As Anthony expressed, "Nowhere in our Constitution, Bill of Rights or the Federalist papers is there any mention of a wall of separation between religion and state. Jefferson's letter to the Baptist Church had been completely misconstrued and used as court evidence when it was not in those founding documents.”
Anthony then quoted Thomas Jefferson who said, "If a nation expects to be ignorant and free, it expects what never was and never will be....." and further said, "I have sworn upon the altar of God eternal enmity on all forms of tyranny over the mind of man." Acknowledging this past Veterans Day, Ferrantello thanked our soldiers who had defended our freedoms. He then prayed for America to be reclaimed for God with the spirit of George Washington, Thomas Paine, John Adams, Benjamin Ross, and the founders of the American cause.

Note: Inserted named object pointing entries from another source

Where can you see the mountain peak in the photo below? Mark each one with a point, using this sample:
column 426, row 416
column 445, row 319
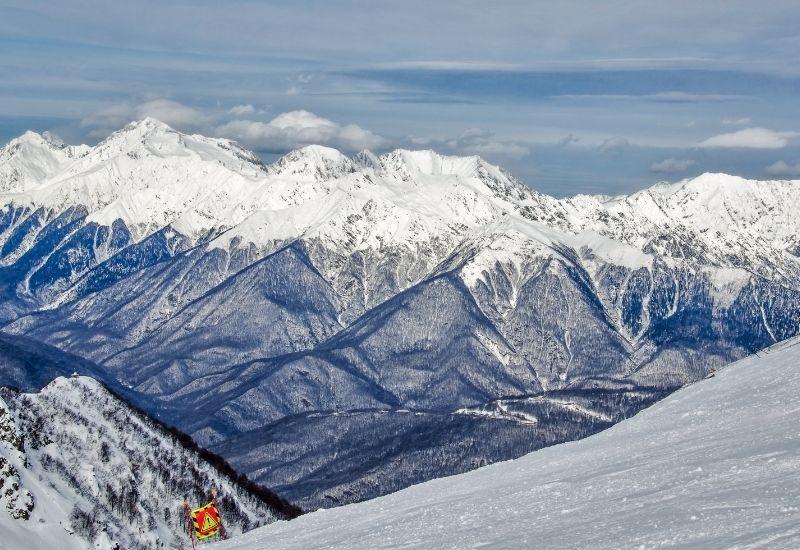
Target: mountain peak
column 313, row 161
column 149, row 124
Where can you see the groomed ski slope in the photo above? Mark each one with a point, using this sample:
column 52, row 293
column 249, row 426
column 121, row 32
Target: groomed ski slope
column 715, row 465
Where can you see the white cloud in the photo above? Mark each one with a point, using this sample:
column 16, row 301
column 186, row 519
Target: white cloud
column 782, row 168
column 743, row 121
column 477, row 141
column 297, row 128
column 114, row 117
column 614, row 144
column 474, row 141
column 240, row 110
column 671, row 165
column 750, row 138
column 567, row 140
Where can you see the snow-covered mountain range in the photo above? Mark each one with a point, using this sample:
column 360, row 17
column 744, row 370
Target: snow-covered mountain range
column 416, row 302
column 712, row 466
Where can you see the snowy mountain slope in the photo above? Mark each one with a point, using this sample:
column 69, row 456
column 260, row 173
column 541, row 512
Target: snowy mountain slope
column 322, row 284
column 89, row 472
column 712, row 466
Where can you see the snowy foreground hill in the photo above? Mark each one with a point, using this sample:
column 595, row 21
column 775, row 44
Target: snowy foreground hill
column 714, row 465
column 339, row 328
column 79, row 469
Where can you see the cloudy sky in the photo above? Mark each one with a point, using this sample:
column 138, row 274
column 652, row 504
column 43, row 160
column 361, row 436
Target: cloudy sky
column 571, row 96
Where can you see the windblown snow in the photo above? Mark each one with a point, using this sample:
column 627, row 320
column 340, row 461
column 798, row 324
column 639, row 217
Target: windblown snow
column 714, row 465
column 321, row 294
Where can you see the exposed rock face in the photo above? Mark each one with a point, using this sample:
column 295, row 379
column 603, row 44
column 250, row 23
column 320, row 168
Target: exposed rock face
column 322, row 286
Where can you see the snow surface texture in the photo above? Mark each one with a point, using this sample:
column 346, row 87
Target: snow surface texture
column 714, row 465
column 323, row 295
column 79, row 469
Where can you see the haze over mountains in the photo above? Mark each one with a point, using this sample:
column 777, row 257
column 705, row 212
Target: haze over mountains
column 342, row 327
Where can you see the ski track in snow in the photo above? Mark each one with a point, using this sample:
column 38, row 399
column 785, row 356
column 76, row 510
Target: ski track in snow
column 714, row 465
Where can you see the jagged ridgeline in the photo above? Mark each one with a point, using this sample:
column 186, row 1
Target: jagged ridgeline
column 81, row 468
column 339, row 327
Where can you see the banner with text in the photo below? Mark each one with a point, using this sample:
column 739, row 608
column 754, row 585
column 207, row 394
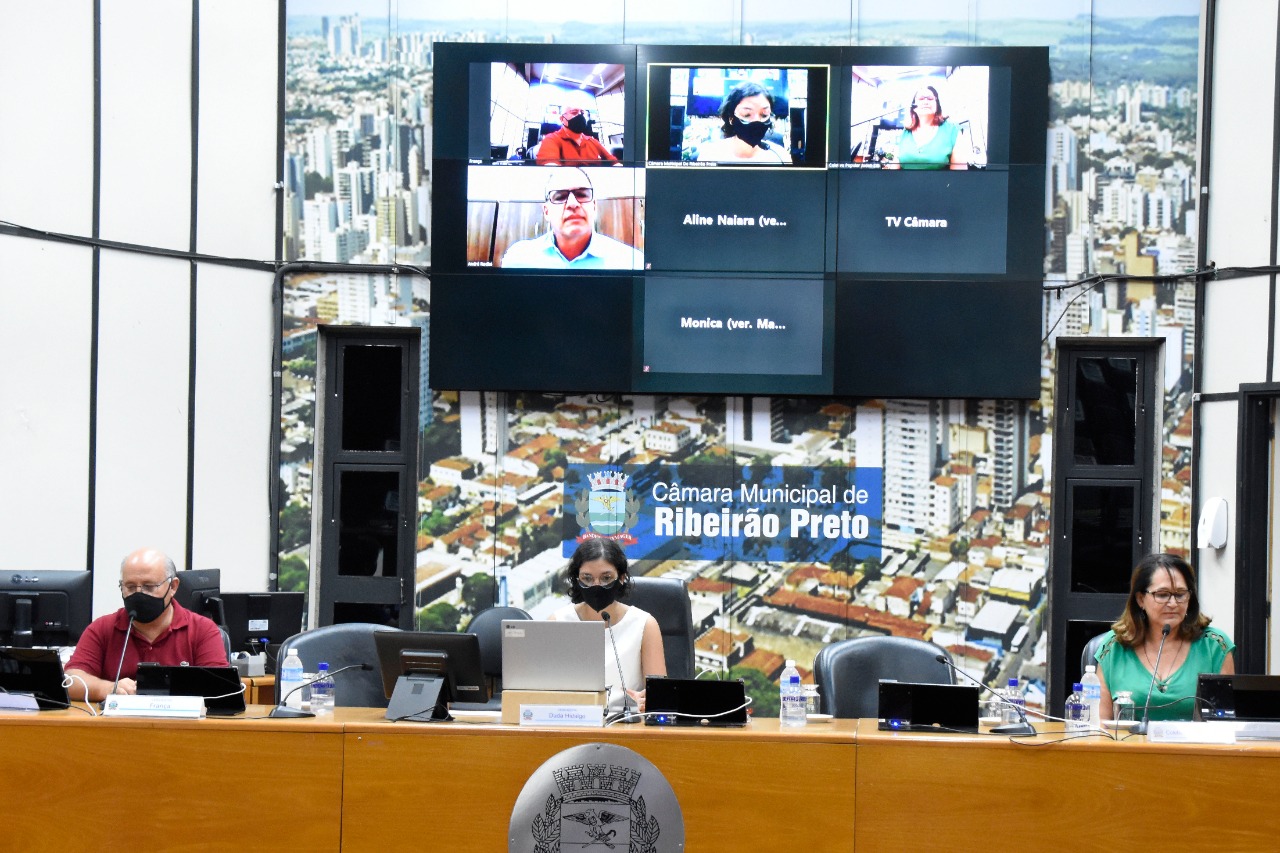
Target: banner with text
column 745, row 512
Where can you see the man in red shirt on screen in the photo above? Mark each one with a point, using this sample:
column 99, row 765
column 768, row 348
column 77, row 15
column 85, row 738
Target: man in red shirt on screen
column 163, row 632
column 572, row 144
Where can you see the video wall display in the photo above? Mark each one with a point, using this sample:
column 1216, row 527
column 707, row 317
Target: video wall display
column 768, row 209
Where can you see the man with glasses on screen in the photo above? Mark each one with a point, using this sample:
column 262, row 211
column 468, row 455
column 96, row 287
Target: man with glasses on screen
column 163, row 632
column 571, row 240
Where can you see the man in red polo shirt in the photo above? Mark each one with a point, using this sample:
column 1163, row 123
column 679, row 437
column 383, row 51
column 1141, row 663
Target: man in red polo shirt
column 572, row 144
column 163, row 632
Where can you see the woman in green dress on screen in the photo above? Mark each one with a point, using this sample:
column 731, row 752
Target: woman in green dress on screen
column 1162, row 607
column 931, row 140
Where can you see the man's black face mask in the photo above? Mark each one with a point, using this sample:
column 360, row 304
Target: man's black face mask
column 145, row 609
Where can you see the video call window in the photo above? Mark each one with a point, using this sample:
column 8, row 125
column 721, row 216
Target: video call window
column 741, row 115
column 556, row 218
column 912, row 117
column 554, row 112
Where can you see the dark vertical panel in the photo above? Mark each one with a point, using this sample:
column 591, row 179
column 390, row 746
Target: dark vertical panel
column 192, row 282
column 95, row 287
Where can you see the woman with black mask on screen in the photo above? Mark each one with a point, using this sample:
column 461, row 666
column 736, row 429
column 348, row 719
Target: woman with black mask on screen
column 598, row 578
column 746, row 117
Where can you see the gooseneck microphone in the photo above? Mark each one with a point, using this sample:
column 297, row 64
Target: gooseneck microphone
column 128, row 633
column 617, row 660
column 1022, row 728
column 1146, row 708
column 282, row 710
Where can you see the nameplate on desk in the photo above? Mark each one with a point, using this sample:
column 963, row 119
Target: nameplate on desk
column 179, row 707
column 1184, row 731
column 561, row 715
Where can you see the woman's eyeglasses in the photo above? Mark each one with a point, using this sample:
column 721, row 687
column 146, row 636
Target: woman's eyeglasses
column 588, row 580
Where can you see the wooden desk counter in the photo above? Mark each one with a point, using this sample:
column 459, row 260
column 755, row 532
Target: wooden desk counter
column 408, row 783
column 959, row 793
column 69, row 781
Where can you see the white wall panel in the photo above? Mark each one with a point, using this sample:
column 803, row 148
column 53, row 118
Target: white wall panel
column 45, row 334
column 142, row 413
column 238, row 113
column 46, row 182
column 1216, row 473
column 233, row 478
column 146, row 126
column 46, row 110
column 234, row 315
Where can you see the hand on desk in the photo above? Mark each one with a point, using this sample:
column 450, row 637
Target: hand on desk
column 128, row 687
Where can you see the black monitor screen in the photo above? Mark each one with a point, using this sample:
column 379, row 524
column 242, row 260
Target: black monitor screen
column 750, row 115
column 197, row 592
column 736, row 219
column 259, row 621
column 456, row 657
column 45, row 607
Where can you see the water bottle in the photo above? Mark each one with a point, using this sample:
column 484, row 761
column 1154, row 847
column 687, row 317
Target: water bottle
column 1011, row 711
column 791, row 697
column 812, row 699
column 1092, row 692
column 321, row 692
column 1077, row 711
column 291, row 676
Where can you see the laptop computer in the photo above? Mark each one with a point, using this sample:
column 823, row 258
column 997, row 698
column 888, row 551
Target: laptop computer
column 1246, row 697
column 220, row 685
column 689, row 702
column 906, row 706
column 37, row 673
column 552, row 656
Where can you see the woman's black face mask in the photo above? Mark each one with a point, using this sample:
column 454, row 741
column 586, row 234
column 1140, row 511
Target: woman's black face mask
column 752, row 132
column 598, row 597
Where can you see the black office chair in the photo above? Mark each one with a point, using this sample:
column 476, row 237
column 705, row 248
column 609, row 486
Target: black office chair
column 487, row 626
column 342, row 646
column 667, row 598
column 227, row 643
column 849, row 673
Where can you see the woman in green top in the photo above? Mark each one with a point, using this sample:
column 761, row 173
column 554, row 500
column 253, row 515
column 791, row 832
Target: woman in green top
column 1161, row 592
column 931, row 140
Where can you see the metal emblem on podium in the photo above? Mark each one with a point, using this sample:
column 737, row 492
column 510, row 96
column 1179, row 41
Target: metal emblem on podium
column 597, row 797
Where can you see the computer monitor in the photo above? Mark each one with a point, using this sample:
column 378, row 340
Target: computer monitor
column 35, row 671
column 260, row 621
column 41, row 607
column 199, row 592
column 425, row 670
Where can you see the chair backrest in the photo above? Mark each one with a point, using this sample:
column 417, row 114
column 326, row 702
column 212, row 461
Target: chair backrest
column 487, row 626
column 342, row 646
column 1089, row 651
column 667, row 600
column 849, row 673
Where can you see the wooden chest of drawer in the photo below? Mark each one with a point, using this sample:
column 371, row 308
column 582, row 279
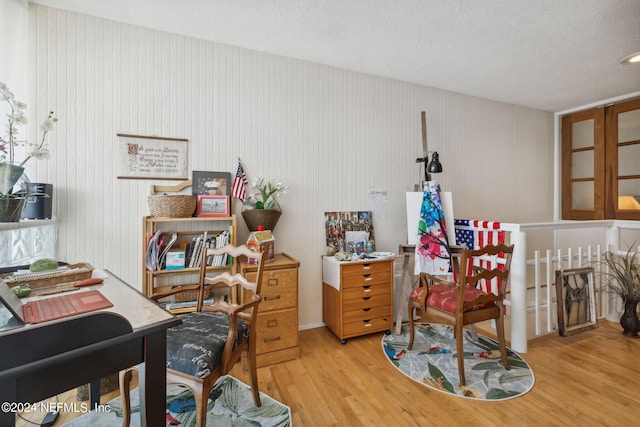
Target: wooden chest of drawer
column 277, row 328
column 357, row 297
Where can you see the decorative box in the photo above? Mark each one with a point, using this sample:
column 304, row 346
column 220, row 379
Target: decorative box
column 264, row 241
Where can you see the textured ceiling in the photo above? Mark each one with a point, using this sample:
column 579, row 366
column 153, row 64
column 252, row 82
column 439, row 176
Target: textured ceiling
column 545, row 54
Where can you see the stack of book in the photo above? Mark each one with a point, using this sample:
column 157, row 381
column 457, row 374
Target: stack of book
column 200, row 243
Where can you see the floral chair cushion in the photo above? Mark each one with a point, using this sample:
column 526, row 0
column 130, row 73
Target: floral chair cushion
column 445, row 297
column 195, row 347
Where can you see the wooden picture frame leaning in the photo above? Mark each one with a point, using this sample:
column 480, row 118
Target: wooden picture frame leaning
column 576, row 305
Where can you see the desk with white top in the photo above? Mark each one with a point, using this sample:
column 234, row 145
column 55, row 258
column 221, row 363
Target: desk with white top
column 42, row 360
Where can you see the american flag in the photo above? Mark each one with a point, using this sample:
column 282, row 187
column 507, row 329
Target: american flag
column 475, row 234
column 239, row 188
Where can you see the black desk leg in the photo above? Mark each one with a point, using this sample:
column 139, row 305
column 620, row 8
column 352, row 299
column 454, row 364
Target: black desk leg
column 94, row 394
column 153, row 406
column 8, row 390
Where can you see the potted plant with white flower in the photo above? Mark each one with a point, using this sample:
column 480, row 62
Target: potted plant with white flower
column 13, row 198
column 261, row 207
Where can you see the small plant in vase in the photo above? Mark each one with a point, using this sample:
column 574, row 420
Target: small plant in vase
column 261, row 207
column 623, row 274
column 11, row 171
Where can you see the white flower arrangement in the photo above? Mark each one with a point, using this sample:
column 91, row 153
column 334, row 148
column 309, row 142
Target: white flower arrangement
column 268, row 192
column 17, row 117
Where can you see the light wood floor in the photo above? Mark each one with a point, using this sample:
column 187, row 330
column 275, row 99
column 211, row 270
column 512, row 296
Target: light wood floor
column 589, row 379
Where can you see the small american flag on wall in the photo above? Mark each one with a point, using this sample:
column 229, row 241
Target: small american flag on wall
column 239, row 188
column 476, row 234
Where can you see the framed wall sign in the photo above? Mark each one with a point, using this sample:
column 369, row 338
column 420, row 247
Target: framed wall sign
column 575, row 294
column 213, row 206
column 211, row 183
column 151, row 157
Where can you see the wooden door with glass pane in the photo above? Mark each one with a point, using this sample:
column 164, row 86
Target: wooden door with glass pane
column 583, row 161
column 622, row 179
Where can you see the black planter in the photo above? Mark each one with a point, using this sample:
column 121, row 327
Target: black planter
column 39, row 201
column 267, row 218
column 629, row 319
column 11, row 208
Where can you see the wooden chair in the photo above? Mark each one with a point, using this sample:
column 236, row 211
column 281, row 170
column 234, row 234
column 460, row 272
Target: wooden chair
column 462, row 302
column 221, row 332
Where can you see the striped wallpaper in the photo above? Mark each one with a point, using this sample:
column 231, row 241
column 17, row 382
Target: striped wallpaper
column 332, row 135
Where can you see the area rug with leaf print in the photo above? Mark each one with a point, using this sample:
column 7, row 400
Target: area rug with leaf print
column 230, row 404
column 432, row 361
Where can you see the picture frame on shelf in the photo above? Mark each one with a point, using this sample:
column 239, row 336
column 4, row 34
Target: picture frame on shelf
column 211, row 183
column 215, row 206
column 575, row 297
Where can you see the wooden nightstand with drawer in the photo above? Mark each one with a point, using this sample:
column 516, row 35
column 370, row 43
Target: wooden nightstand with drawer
column 277, row 328
column 357, row 296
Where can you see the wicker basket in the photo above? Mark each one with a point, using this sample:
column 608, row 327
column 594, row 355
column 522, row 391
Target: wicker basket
column 173, row 206
column 84, row 272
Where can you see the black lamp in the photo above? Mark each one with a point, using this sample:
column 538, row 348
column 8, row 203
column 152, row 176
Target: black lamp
column 430, row 167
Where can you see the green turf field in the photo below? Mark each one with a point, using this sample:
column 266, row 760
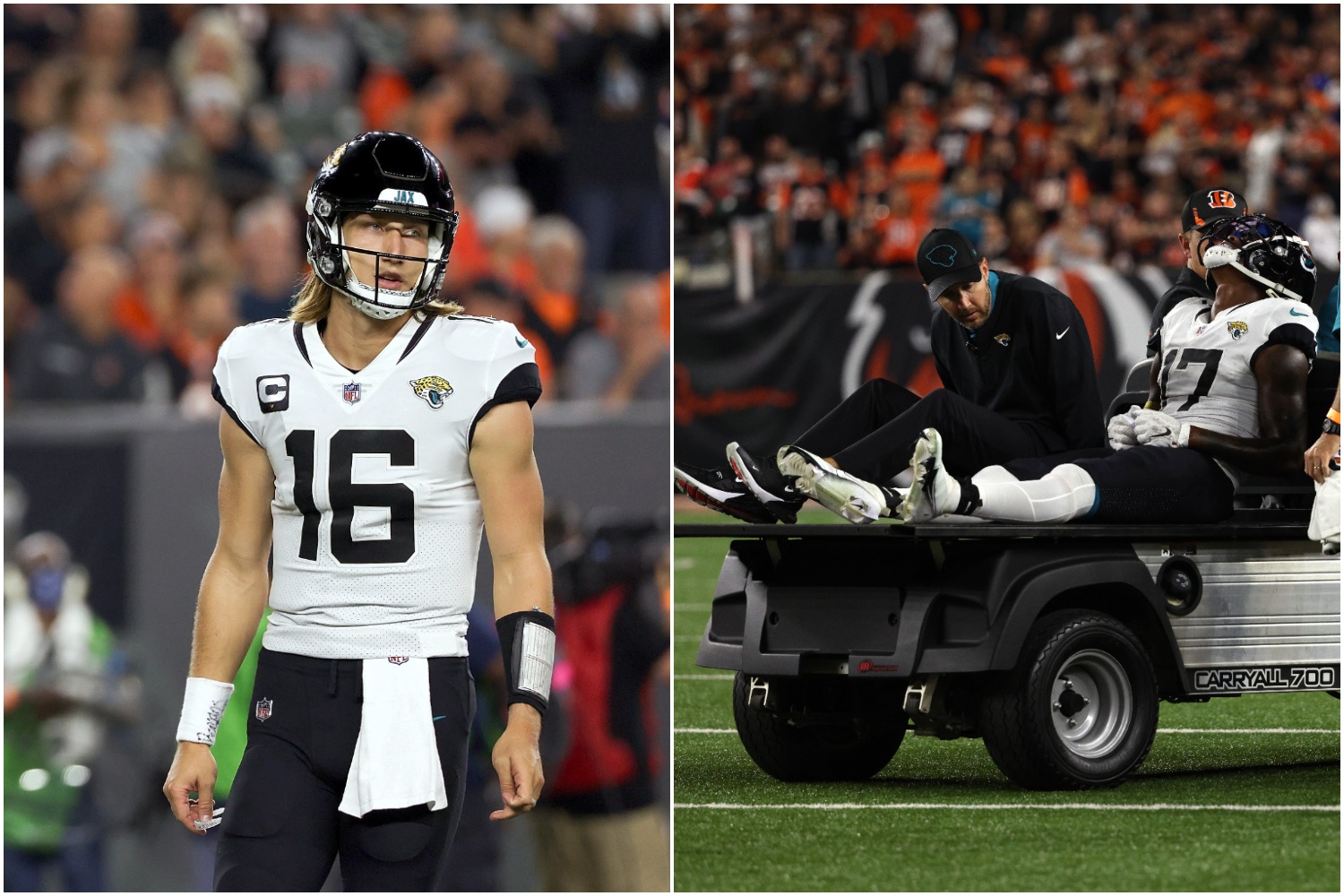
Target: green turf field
column 1236, row 794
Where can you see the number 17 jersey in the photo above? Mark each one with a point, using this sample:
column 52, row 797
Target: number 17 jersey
column 1209, row 363
column 375, row 516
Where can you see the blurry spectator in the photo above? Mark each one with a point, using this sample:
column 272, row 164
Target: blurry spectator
column 626, row 357
column 599, row 829
column 480, row 158
column 556, row 298
column 209, row 314
column 314, row 65
column 935, row 45
column 148, row 308
column 919, row 169
column 1105, row 107
column 75, row 354
column 502, row 220
column 238, row 167
column 808, row 228
column 900, row 231
column 488, row 297
column 610, row 66
column 1072, row 242
column 269, row 249
column 1322, row 230
column 50, row 183
column 61, row 686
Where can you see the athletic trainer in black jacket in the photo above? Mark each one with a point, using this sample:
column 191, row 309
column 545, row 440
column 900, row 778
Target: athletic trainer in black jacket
column 1018, row 374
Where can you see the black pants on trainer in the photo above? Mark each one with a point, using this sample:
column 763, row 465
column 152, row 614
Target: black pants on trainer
column 873, row 433
column 282, row 831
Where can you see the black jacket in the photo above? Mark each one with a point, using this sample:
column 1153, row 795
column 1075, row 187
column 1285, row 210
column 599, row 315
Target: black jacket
column 1030, row 362
column 1185, row 287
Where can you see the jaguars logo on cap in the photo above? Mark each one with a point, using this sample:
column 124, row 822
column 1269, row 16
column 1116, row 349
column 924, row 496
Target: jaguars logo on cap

Encouraging the congregation, he called for them to "Reclaim America, its founding principles, and Godly values.“ In conclusion, he said: “Let us, as Unificationists, be the salt and the light and push back the darkness.”
The sermon was well received by the congregation. One member commented that she had been “waiting to hear a sermon about America for a long time." Another comment was that "the sermon presentation blended all the needed ingredients of spirituality, with educational and intellectual content." Another comment: "It was so inspiring to see a Blessed Couple together giving the presentation."